I can't see his face too well for all the darkness clouding my vision, but he looks...panicked? Desperate?

Devastated? Or am I being cruel to myself in delusion?

"No, no, no...goddammit, where are they with those damn senzus?! Kakarot! Hang on, you hear? I won't lose you!"

"Ve-Vegeta...it's going to be alright..."

He chokes, then swallows hard. "No, it's not going to be alright, Kakarot...please...don't go...hang on for me. Don't leave me..."

Oh, Vegeta...I didn't mean to upset you. I just didn't think you'd care this much...

"I'll be...fine..."

I'd say more, but my lungs are giving out. I don't think that a senzu could help me now. Vegeta crouches closer to me, and rests a hand on my cheek, his voice choked with some emotion I can't discern in my state.

"But I won't be, Kakarot. Please, don't leave me like you did last time! Don't ever leave me! You've got to hold on, even if it is just for me. I know it's selfish, but I...I need you."

His voice is almost nonexistent and he bends his head over mine, his nose against my cheek and...something wet falls onto my face.

"I can't let you leave me, Kakarot...not when I care so much..."

All of a sudden, suicide seems like the stupidest thing I've ever done. Now my life energy is really slipping away, falling like a stone thrown from the Lookout. I can't get a rein on it, and Vegeta tucks me closer to him, his grip almost too tight in his desperation.

"Kakarot...I would have taken that blast for you...you didn't have to do that ..."

He sobs, and all I can do is turn my head into his touch.

I'm sorry, Vegeta...

The very last vestiges of energy leave me, and I can feel my soul releasing itself from its mortal form. Come on, bring me back before it's too late...

Apparently, Vegeta isn't willing to let go. I feel his lips close over mine, and his tongue shoving something down my throat...

Chewed senzu bean.

The magic bursts into my body, released by Vegeta's chewing, and my soul is forcibly tugged back into my body, my back arching with the jolt. Another senzu bean is pushed down my throat and my body heals quickly, although not totally.
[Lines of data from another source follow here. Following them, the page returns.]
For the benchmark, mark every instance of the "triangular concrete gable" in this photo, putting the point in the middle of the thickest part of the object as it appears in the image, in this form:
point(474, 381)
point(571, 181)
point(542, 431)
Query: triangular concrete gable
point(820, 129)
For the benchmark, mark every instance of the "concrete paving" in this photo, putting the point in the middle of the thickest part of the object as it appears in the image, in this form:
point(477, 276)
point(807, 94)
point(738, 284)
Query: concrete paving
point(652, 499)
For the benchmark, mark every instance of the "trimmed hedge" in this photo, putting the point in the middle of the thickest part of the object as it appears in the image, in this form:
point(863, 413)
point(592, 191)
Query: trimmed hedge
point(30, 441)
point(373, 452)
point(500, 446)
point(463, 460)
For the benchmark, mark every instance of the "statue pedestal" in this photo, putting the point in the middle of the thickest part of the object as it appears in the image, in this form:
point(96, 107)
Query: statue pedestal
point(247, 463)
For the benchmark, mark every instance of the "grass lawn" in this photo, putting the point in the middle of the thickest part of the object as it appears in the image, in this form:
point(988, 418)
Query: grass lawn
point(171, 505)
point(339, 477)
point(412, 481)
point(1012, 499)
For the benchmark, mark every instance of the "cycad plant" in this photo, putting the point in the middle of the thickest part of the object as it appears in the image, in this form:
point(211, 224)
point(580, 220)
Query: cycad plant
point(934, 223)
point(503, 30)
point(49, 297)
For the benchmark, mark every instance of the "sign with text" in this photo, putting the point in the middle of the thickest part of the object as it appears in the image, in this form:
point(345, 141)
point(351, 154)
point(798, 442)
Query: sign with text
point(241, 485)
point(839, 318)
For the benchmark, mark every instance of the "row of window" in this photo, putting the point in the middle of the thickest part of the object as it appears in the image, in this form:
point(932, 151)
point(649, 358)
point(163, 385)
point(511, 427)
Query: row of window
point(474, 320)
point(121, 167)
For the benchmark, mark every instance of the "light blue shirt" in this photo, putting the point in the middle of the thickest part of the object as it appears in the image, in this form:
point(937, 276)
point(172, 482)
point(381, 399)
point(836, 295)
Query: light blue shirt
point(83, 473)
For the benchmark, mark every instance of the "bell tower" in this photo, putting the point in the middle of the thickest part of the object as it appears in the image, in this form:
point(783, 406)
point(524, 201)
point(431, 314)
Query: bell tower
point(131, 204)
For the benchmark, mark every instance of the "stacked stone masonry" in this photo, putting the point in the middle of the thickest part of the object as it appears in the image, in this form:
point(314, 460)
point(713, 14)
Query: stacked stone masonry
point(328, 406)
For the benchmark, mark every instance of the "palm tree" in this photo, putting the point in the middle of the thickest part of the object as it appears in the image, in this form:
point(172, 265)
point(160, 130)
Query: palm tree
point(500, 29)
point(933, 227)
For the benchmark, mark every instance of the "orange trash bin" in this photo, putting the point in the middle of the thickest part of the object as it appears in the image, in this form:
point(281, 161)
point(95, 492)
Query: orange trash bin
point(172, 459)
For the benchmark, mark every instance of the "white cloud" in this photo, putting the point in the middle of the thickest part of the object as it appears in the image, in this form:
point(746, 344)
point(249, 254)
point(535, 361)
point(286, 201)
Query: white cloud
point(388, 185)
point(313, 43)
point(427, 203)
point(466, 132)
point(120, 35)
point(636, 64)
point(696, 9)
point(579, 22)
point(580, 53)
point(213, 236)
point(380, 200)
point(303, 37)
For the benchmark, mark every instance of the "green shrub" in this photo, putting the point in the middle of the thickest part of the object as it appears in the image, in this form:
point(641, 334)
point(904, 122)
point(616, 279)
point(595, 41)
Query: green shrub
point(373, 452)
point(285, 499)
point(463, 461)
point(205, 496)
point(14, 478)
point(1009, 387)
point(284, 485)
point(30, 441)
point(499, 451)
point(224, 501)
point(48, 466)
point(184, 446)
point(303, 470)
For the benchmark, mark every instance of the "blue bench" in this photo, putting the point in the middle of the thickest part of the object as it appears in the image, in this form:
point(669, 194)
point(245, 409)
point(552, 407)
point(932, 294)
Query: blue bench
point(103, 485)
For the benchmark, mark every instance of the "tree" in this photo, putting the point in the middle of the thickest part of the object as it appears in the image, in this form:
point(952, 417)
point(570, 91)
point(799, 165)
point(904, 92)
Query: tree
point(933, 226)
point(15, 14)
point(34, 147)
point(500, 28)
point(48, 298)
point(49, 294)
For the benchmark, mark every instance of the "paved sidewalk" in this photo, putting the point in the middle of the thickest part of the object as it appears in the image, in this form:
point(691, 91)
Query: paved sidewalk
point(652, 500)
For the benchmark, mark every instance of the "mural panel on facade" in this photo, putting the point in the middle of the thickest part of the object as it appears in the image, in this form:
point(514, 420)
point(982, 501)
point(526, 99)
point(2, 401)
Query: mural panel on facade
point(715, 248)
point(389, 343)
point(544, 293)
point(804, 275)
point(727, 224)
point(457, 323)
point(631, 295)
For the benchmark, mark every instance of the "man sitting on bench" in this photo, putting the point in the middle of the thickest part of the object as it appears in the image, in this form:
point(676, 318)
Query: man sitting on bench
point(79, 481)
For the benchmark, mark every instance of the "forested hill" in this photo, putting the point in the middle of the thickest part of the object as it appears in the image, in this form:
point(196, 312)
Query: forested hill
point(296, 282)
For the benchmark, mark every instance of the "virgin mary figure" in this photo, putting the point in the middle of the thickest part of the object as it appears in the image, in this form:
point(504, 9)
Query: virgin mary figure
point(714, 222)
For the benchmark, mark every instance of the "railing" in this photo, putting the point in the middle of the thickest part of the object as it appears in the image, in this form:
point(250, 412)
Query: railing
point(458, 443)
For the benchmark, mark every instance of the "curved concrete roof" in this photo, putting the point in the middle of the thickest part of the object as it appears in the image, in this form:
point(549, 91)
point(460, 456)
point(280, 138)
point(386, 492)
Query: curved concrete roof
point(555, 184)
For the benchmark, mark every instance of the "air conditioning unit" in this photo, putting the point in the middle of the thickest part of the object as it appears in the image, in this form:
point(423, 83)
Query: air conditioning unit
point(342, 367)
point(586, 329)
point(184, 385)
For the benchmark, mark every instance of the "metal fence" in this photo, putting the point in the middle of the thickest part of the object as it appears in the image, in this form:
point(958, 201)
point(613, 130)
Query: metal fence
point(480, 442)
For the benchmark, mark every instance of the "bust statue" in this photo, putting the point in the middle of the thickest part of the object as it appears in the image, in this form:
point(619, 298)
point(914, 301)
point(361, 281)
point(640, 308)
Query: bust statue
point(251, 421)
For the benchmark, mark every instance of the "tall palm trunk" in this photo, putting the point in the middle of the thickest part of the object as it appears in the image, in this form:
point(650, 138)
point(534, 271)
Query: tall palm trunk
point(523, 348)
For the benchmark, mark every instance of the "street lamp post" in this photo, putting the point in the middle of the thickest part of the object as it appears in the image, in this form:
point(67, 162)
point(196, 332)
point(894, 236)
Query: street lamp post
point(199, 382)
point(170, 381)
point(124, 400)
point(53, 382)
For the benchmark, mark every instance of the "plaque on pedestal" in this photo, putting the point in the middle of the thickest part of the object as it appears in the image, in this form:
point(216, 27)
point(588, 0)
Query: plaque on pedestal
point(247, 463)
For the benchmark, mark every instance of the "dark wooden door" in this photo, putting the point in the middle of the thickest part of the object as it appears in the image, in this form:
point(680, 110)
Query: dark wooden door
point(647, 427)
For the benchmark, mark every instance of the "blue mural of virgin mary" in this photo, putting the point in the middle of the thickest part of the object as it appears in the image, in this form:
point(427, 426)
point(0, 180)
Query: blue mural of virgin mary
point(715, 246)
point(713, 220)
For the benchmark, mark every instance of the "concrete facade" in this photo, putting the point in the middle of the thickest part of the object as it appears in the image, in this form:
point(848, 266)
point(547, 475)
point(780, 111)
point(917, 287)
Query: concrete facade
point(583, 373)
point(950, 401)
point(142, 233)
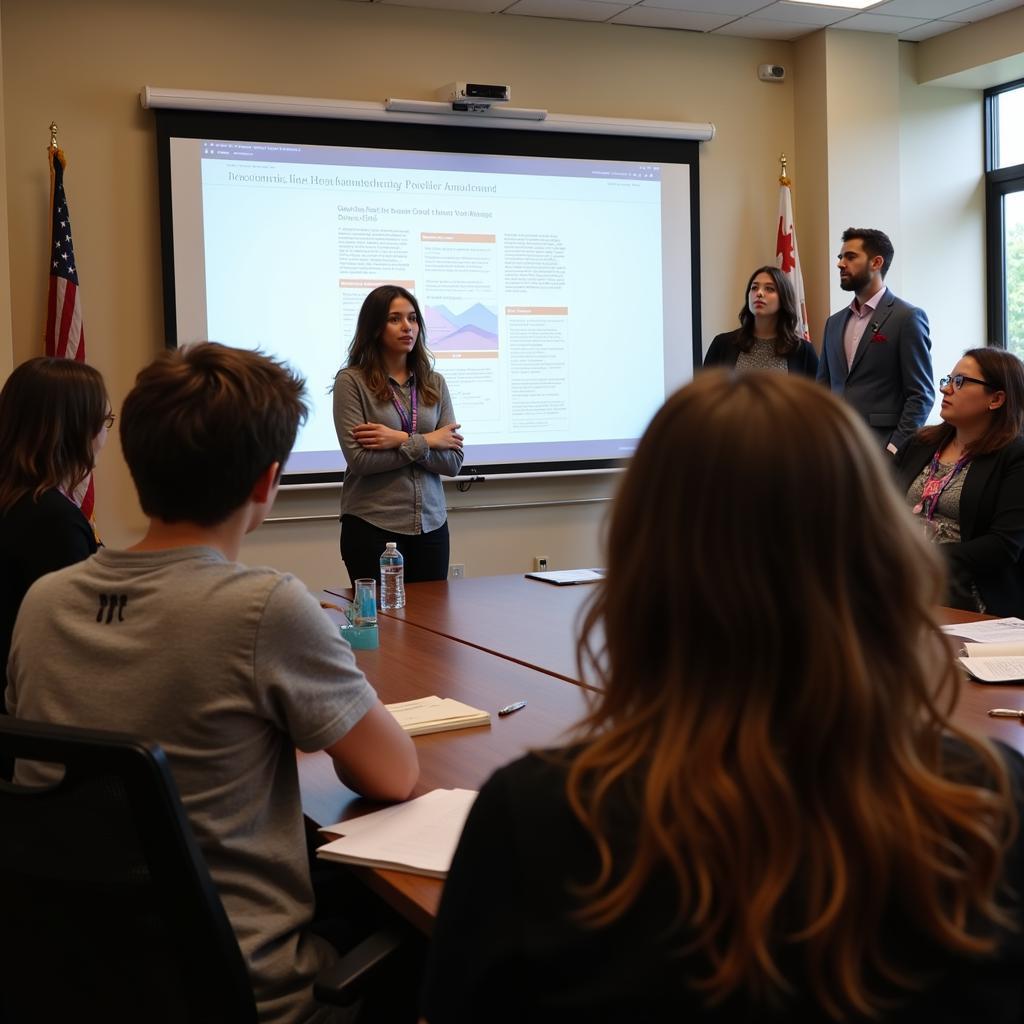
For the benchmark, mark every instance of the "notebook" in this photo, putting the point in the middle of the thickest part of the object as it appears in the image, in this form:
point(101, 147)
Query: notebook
point(418, 837)
point(436, 715)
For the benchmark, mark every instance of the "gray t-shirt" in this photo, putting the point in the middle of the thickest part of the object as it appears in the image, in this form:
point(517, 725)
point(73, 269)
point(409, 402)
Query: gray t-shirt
point(397, 488)
point(228, 669)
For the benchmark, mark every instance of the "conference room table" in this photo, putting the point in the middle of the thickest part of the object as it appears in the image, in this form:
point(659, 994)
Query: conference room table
point(489, 641)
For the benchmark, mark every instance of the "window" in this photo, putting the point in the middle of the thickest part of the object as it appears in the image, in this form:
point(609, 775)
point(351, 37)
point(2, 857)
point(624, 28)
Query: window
point(1005, 214)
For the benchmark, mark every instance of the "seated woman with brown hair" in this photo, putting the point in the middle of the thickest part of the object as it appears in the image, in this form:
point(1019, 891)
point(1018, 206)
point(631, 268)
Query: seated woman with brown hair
point(965, 478)
point(768, 813)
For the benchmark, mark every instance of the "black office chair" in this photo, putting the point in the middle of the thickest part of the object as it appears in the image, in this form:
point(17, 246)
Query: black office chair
point(107, 908)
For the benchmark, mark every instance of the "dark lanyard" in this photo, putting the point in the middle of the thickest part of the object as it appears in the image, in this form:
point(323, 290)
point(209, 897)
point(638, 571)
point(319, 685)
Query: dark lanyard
point(408, 422)
point(935, 485)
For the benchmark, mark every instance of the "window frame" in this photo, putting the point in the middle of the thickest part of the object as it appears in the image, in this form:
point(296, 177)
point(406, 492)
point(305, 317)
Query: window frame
point(999, 182)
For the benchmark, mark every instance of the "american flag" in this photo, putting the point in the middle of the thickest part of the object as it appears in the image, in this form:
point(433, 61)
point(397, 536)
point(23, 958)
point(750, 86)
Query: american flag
point(786, 254)
point(65, 334)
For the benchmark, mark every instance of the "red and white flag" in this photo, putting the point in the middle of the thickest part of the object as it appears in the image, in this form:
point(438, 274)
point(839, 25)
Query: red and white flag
point(65, 334)
point(786, 255)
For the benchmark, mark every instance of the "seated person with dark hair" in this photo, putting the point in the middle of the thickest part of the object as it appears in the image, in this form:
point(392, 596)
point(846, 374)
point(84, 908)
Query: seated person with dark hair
point(228, 668)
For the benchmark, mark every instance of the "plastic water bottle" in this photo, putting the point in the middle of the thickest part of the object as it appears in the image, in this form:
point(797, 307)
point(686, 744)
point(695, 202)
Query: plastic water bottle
point(392, 578)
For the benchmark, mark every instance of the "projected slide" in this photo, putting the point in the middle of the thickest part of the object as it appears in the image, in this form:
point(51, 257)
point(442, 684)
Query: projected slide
point(542, 281)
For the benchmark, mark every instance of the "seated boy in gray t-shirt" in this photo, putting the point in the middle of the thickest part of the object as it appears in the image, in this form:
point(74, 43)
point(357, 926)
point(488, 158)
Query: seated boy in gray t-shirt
point(228, 668)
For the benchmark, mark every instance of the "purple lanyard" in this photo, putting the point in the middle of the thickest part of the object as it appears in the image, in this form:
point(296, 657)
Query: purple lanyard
point(408, 424)
point(934, 485)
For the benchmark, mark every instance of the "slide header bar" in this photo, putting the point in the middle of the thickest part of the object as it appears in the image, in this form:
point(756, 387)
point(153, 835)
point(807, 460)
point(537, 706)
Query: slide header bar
point(154, 97)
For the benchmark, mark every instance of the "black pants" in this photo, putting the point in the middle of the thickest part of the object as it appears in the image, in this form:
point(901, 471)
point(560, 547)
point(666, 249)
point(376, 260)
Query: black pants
point(363, 544)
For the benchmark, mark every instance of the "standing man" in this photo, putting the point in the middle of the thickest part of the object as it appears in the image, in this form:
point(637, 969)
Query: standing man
point(877, 352)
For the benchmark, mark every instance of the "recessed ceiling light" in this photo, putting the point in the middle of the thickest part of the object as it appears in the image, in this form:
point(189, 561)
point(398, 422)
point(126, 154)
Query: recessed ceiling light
point(848, 4)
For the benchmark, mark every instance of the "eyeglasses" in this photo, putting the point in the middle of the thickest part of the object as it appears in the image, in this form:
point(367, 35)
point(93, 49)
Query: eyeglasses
point(958, 380)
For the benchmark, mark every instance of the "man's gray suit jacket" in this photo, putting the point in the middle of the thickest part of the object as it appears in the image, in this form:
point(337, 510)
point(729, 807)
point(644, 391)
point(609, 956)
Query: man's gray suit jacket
point(890, 382)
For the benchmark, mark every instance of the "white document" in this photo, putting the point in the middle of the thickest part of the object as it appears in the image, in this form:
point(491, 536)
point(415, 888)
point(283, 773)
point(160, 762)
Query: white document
point(564, 578)
point(419, 837)
point(436, 715)
point(1007, 669)
point(992, 631)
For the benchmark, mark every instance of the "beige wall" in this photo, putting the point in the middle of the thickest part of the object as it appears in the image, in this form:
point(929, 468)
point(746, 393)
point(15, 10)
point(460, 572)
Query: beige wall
point(358, 51)
point(6, 333)
point(865, 142)
point(942, 210)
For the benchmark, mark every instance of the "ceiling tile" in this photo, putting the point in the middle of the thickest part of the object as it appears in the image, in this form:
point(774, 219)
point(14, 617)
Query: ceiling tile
point(734, 8)
point(799, 13)
point(920, 8)
point(760, 28)
point(930, 29)
point(880, 23)
point(658, 17)
point(579, 10)
point(979, 11)
point(481, 6)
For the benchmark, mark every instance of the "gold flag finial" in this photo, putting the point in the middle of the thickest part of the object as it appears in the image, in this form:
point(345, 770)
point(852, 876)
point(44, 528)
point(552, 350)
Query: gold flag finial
point(783, 177)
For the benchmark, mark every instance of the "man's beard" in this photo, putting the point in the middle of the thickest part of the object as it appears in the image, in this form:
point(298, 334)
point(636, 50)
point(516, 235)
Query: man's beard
point(855, 282)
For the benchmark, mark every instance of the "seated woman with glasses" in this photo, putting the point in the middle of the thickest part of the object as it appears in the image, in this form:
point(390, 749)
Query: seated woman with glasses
point(965, 479)
point(766, 823)
point(53, 421)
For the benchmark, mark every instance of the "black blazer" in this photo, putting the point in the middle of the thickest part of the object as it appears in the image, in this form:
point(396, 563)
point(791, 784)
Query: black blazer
point(724, 351)
point(991, 515)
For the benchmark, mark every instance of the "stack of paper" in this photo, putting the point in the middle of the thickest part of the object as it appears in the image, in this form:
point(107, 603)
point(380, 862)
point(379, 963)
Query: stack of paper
point(436, 715)
point(419, 837)
point(994, 663)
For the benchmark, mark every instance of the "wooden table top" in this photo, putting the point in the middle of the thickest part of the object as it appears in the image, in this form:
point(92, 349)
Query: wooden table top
point(489, 641)
point(415, 663)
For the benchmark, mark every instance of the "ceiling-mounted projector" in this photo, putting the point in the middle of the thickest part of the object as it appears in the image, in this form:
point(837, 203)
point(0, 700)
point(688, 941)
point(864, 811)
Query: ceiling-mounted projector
point(469, 95)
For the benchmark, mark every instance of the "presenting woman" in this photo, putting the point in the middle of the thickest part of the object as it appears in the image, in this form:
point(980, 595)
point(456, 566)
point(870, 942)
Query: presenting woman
point(768, 813)
point(767, 338)
point(965, 480)
point(53, 421)
point(397, 432)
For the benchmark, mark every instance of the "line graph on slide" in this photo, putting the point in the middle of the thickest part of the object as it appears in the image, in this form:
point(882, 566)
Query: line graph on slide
point(472, 330)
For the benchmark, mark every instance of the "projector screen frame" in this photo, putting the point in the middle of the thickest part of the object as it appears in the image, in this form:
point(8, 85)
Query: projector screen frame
point(473, 137)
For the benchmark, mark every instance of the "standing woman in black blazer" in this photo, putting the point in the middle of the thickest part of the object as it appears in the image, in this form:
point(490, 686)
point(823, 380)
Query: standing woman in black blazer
point(965, 478)
point(768, 337)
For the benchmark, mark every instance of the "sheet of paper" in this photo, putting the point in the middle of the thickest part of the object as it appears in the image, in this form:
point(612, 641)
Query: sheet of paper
point(435, 714)
point(568, 576)
point(993, 631)
point(994, 670)
point(419, 836)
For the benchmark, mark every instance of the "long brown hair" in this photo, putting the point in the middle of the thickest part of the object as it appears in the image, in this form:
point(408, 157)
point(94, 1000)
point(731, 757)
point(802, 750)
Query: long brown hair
point(50, 413)
point(1005, 373)
point(787, 338)
point(365, 352)
point(772, 711)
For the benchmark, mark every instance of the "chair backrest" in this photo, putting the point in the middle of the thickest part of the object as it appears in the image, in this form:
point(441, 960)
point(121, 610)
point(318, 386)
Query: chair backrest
point(108, 911)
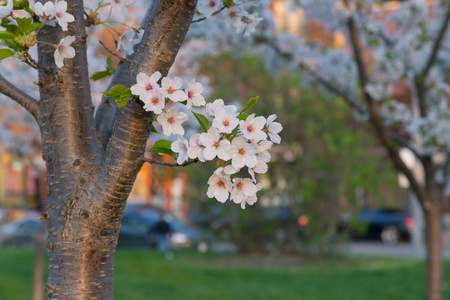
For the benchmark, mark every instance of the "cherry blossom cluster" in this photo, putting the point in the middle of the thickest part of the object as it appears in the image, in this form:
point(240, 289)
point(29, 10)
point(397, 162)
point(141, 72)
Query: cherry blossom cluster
point(231, 138)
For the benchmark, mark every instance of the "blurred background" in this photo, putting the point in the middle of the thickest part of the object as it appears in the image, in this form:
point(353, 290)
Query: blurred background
point(335, 221)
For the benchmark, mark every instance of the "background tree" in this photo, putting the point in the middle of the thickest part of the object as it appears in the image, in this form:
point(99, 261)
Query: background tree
point(386, 51)
point(326, 156)
point(92, 161)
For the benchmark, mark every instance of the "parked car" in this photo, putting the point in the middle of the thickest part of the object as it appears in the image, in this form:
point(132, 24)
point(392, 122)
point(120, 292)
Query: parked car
point(21, 233)
point(389, 225)
point(138, 222)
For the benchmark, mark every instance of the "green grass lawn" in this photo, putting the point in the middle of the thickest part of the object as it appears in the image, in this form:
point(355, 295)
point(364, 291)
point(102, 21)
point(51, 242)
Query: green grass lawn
point(148, 275)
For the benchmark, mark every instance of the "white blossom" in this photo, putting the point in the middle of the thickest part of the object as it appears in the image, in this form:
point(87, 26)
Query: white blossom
point(64, 50)
point(180, 146)
point(128, 39)
point(214, 145)
point(252, 127)
point(194, 94)
point(219, 187)
point(243, 188)
point(208, 7)
point(121, 5)
point(146, 85)
point(195, 149)
point(153, 102)
point(62, 16)
point(218, 103)
point(225, 121)
point(273, 128)
point(242, 153)
point(170, 88)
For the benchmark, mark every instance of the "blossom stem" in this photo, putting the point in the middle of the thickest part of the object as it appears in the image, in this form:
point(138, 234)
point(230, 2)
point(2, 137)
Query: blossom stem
point(158, 162)
point(114, 53)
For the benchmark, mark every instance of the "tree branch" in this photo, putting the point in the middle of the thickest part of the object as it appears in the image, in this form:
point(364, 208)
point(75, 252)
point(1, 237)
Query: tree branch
point(332, 88)
point(437, 45)
point(167, 24)
point(328, 85)
point(376, 120)
point(420, 79)
point(27, 102)
point(114, 53)
point(107, 110)
point(213, 14)
point(158, 162)
point(66, 113)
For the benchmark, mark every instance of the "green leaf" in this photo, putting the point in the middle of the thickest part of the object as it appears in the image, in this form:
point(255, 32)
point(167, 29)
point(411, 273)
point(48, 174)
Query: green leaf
point(109, 63)
point(163, 143)
point(33, 27)
point(4, 35)
point(242, 117)
point(161, 150)
point(250, 103)
point(115, 91)
point(100, 75)
point(162, 146)
point(153, 129)
point(20, 4)
point(24, 23)
point(203, 121)
point(120, 94)
point(122, 100)
point(4, 53)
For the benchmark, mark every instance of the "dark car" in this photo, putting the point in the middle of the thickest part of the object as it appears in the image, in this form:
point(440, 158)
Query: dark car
point(389, 225)
point(138, 225)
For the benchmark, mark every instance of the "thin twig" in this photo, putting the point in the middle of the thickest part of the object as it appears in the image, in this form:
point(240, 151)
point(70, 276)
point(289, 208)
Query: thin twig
point(437, 45)
point(158, 162)
point(114, 53)
point(34, 64)
point(376, 119)
point(10, 90)
point(327, 84)
point(214, 13)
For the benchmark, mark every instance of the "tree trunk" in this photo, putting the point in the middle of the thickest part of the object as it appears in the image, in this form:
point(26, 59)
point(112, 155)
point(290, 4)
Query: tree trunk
point(92, 166)
point(433, 253)
point(38, 274)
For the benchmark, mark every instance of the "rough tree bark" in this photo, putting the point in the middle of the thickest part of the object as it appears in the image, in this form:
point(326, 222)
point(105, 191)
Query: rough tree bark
point(92, 163)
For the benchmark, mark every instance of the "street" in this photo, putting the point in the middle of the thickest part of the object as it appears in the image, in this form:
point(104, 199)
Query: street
point(377, 248)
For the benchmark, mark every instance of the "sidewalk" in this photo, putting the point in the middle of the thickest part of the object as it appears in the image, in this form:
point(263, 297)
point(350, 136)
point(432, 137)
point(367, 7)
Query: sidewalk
point(401, 250)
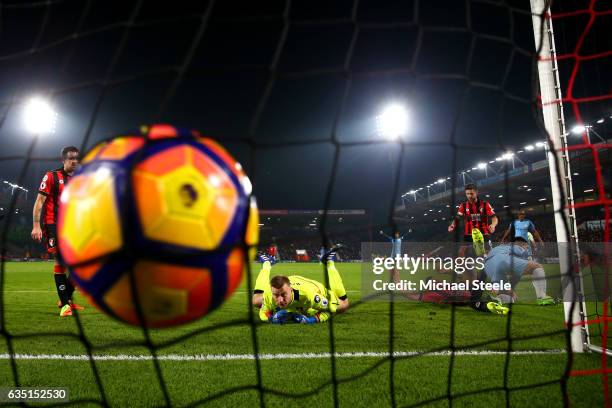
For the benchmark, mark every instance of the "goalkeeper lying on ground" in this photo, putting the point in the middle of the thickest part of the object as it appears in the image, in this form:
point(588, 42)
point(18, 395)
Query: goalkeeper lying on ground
point(295, 299)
The darkness evaporates and life once again pumps through my veins, warming me like a hot bath in winter. I try to sit up, but Vegeta grabs the front of my gi and hauls me up into a sitting position. He shakes me hard, although the shaking of his voice tells me that he's too relieved to be truly angry.

"Dammit, Kakarot! You ridiculous clown! Why did you go jump in front of a blast I could easily have batted away?! I'll kill you myself for putting me through that, you...you... s-s- stupid...m-m-moronic..."

He sniffs and tries to shake me harder but his head hangs as crystalline drops streak down his face.

"C-c-completely irration-nn-nal..."

He breaks down entirely, his hands fisting in the tatters of my gi top and pulling me closer that he can rest his forehead against my chest.

"Idiot..."

I put my hands on his back and wonder if I'll ever be allowed to do it again.

"I know, Vegeta. I am an idiot. I just...I didn't have the courage to tell you the truth and I'm sorry. Don't cry; not over me."

Vegeta sniffs and manages a shaky snort into my gi.

"Who said I was crying? My face is leaking."

I laugh as I pull him closer, ignoring how our sons and Piccolo are just staring at us. "I think we need to talk, Vegeta...in private."

He nods and gets to his feet, helping me up. I'm not fully healed and I'm exhausted as well as sore, but I have energy enough for this. Vegeta turns to Trunks and company.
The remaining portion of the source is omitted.